As influências são claras, mas bem incorporadas: Beatles, Kinks, Tom Petty, Grateful Dead, Elvis Costello e até o nosso brasileiro Jobim. Cada uma aparece em pequenas doses, como referências e não como muletas. Em “Three Chord Banger”, temos um hino nostálgico que celebra o rock direto e descomplicado, com refrão pegajoso e energia garageira. Já “Don’t You Know” evoca o folk-rock com pegada sessentista e remete à era psicodélica californiana.

“Last Gasp of Rock n’ Roll” soa mais abrangente e sintetiza com hibridez o espírito do álbum.

Há espaço ainda para incursões de bossa nova, funk e country, tudo costurado por letras que capturam as angústias e absurdos do nosso tempo, com um olhar crítico e ao mesmo tempo bem-humorado.

A produção aposta em timbres orgânicos e gravações limpas, utilizando guitarras, amplificadores e baterias reais, o que traz um frescor analógico à experiência. A mixagem valoriza os arranjos, em especial os sopros (com destaque para o sax de Travis Calvert) e os vocais de apoio (excelentes Valeri & Lyudmila Kim). Nedelka Sotelo brilha nas participações, trazendo dimensão emocional extra.

Com um álbum tão grande e fluido, é compacto demais tentar abordar todas as faixas em apenas uma resenha. Mas “Damage Control” tem jeito de projeto grande, e é. Mesmo em tempos onde muitos artistas descaracterizam suas obras com apresentações visuais e estéticas artificiais geradas por I.A., Louie Fleck voa longe com uma apresentação visual incrível e impactante, que reforça a identidade da obra e amplifica sua força.

“Damage Control” é um projeto nascido da simplicidade e elevado pela intensidade do momento histórico em que vivemos. É um disco que não tenta ser moderno, mas acaba sendo atual ao traduzir a confusão contemporânea com alma, humor e humanidade. Louie Fleck entrega aqui uma obra densa e acessível, capaz de dialogar com o ouvinte comum e o aficionado por rock clássico. Um dos lançamentos independentes mais autênticos do ano.

ENGLISH:

Louie Fleck unleashes a veritable sonic kaleidoscope with “Damage Control,” a 23-track album that spans a vast musical territory without ever losing its cohesion. Recorded at Red Room Recording Studio in Brooklyn, the album sounds like a carefully crafted jam session, where the spirit of the compositions seems spontaneous, but the execution reveals a seasoned and meticulous artist.

The influences are clear but well incorporated: Beatles, Kinks, Tom Petty, Grateful Dead, Elvis Costello, and even our own Brazilian Jobim.

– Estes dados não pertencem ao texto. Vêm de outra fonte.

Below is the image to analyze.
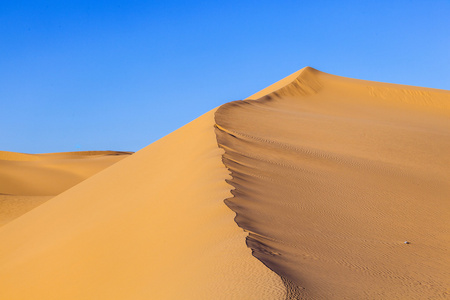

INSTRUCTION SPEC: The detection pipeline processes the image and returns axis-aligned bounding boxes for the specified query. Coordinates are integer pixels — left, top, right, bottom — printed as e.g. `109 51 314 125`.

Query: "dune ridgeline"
0 67 450 299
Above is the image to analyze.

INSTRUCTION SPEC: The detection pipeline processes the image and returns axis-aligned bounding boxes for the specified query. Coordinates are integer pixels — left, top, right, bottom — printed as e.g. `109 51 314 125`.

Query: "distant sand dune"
0 151 131 226
0 68 450 300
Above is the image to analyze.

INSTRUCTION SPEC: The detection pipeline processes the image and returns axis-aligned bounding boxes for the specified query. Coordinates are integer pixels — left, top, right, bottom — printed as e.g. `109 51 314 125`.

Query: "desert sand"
0 67 450 299
0 151 131 226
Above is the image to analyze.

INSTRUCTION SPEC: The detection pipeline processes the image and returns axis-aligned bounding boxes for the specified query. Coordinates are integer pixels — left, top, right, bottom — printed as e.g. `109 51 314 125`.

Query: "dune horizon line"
0 67 450 299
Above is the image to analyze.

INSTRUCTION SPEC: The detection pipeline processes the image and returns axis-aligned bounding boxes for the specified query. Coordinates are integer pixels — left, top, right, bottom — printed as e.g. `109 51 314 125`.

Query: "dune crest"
0 67 450 300
0 111 286 300
215 67 450 299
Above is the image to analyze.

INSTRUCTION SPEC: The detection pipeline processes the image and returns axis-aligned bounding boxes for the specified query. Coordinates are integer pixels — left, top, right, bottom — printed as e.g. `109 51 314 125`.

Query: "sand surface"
216 68 450 299
0 151 131 226
0 111 285 300
0 68 450 299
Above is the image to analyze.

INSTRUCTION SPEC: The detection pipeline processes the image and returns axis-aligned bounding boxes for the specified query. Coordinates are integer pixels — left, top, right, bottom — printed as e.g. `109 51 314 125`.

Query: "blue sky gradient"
0 0 450 153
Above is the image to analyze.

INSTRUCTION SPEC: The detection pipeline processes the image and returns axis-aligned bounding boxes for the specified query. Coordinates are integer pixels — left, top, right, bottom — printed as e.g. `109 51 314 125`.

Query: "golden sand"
0 68 450 299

Each appears in small doses, as references rather than crutches. In “Three Chord Banger,” we have a nostalgic anthem that celebrates direct and uncomplicated rock, with a catchy chorus and garage energy. “Don’t You Know” evokes folk-rock with a sixties feel and harks back to the Californian psychedelic era.

“Last Gasp of Rock n’ Roll” sounds more comprehensive and seamlessly synthesizes the album’s spirit.

There’s also room for forays into bossa nova, funk, and country, all woven together by lyrics that capture the anxieties and absurdities of our time, with a critical yet humorous perspective.

The production focuses on organic tones and clean recordings, using real guitars, amplifiers, and drums, which brings an analog freshness to the experience. The mix emphasizes the arrangements, especially the horns (with Travis Calvert’s sax standing out) and the backing vocals (excellent Valeri & Lyudmila Kim). Nedelka Sotelo shines in her guest appearances, bringing an extra emotional dimension.

With such a large and fluid album, it’s too compact to try to cover all the tracks in a single review. But “Damage Control” feels like a large project, and it is. Even in times when many artists distort their work with artificial visual and aesthetic presentations generated by AI, Louie Fleck soars with an incredible and impactful visual presentation that reinforces the work’s identity and amplifies its power.

“Damage Control” is a project born of simplicity and elevated by the intensity of the historical moment we live in. It’s an album that doesn’t attempt to be modern, but ends up being current by conveying contemporary confusion with soul, humor, and humanity. Louie Fleck delivers a dense and accessible work, capable of connecting with both the average listener and the classic rock aficionado. One of the most authentic independent releases of the year.